Inferno am Großglockner

Waldbrand

Inferno am Großglockner

Durch starken Südwind wurden Glutnester immer wieder aufs Neue entfacht

"Es sind noch überall Glutnester“, schnaufte Feuerwehr-Einsatzleiter Herbert Bergerweiß gegenüber ÖSTERREICH am Sonntagnachmittag: „Durch den Südwind werden die Flammen dann wieder von Neuem entfacht.“

Brand außer Kontrolle
Seit Samstagmorgen kämpfen 250 Feuerwehrleute und drei Löschhubschrauber gegen einen Waldbrand in Kals an.

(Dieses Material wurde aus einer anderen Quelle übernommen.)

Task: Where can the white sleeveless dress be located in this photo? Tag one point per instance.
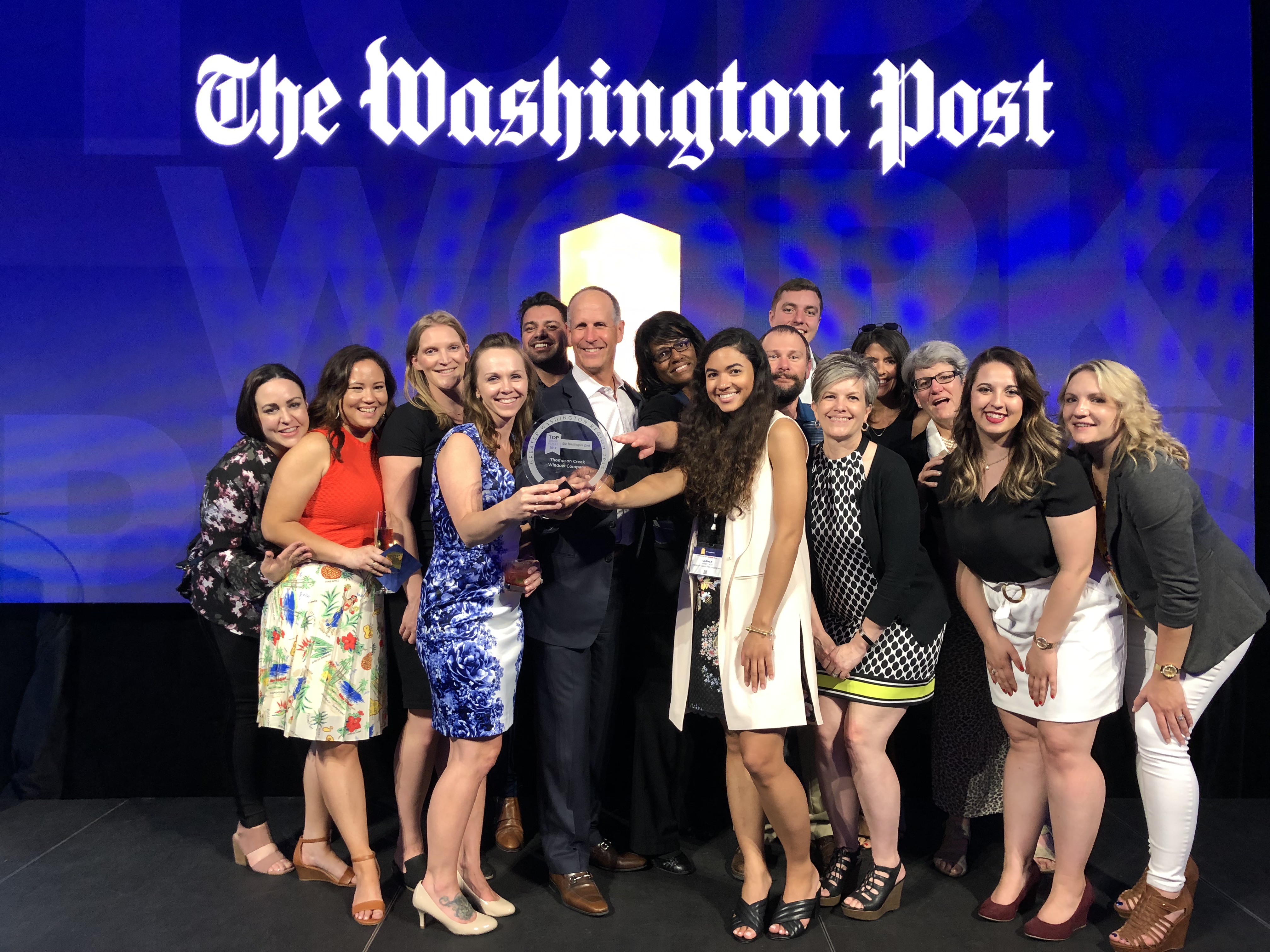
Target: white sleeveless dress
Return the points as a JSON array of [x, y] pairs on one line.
[[747, 540]]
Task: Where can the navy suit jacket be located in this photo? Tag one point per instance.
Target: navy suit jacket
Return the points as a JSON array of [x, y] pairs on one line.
[[577, 554]]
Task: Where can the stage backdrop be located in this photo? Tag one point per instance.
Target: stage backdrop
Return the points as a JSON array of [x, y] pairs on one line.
[[188, 191]]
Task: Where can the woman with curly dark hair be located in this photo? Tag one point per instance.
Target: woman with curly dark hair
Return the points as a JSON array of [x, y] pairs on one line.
[[743, 645], [322, 638], [896, 421], [1021, 522]]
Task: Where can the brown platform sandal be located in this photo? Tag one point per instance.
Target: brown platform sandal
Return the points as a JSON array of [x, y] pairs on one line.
[[1130, 899], [314, 873], [369, 905], [1150, 930]]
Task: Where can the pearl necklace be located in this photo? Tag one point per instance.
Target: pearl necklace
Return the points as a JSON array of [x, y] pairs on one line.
[[996, 461]]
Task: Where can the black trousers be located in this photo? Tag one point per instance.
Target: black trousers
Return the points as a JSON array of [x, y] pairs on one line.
[[575, 694], [662, 770], [239, 658]]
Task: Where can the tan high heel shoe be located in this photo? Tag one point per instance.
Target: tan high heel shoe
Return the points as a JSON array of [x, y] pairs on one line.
[[1130, 899], [497, 908], [249, 860], [314, 873], [1150, 930], [368, 905], [427, 907]]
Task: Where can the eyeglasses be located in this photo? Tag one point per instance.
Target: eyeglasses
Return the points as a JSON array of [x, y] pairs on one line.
[[941, 379], [678, 347]]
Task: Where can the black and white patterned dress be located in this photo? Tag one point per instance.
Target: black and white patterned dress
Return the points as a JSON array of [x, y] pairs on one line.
[[897, 671], [705, 688]]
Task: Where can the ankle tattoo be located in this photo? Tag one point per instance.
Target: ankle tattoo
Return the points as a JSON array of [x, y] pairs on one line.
[[458, 905]]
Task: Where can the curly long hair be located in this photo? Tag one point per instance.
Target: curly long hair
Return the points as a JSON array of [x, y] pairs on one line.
[[416, 388], [474, 408], [1142, 428], [721, 452], [663, 327], [332, 386], [1038, 442]]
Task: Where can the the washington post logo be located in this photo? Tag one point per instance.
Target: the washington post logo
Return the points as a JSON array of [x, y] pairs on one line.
[[238, 99]]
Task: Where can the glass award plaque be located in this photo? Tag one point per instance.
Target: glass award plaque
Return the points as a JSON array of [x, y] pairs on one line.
[[572, 449]]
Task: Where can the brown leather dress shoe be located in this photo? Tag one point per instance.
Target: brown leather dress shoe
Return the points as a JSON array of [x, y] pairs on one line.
[[578, 892], [510, 833], [605, 856]]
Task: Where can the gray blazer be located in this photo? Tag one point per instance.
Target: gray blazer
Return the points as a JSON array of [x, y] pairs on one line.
[[576, 554], [1176, 565]]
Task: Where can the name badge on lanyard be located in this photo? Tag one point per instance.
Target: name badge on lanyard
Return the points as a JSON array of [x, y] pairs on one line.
[[707, 562]]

Alleine am Samstag wurden 224.00 Liter Löschwasser in das Zentrum des Flammenherdes gespritzt. Problem: „Wir können fast nur von der Luft aus löschen, da das Gelände extrem steil, felsig und daher kaum begehbar ist“, betont Bergerweiß.

Mehr als 400 Flüge
Die Hubschrauber absolvierten alleine am Samstag 414 Löschflüge. Zusätzlich stellte das Bundesheer einen Helikopter zur Verfügung, der die Feuerwehrleute an die Ränder des Feuers flog, damit diese auch von außen gegen das Flammeninferno ankämpfen konnten.

Riesige Fläche betroffen
Das Feuer vernichtete 50 Hektar Wald, das entspricht einer Fläche von rund 100 Fußballfeldern – ein Ende des Infernos ist nicht in Sicht. Bis zum Sonntagabend konnte Ber­gerweiß noch kein erlösendes „Brand aus!“ vermelden.

Brand
Ein Bauer dürfte den Brand ausgelöst haben: Er hatte einen zusammengetragenen Reisighaufen angezündet. Wegen des starken Windes sprangen die Flammen über.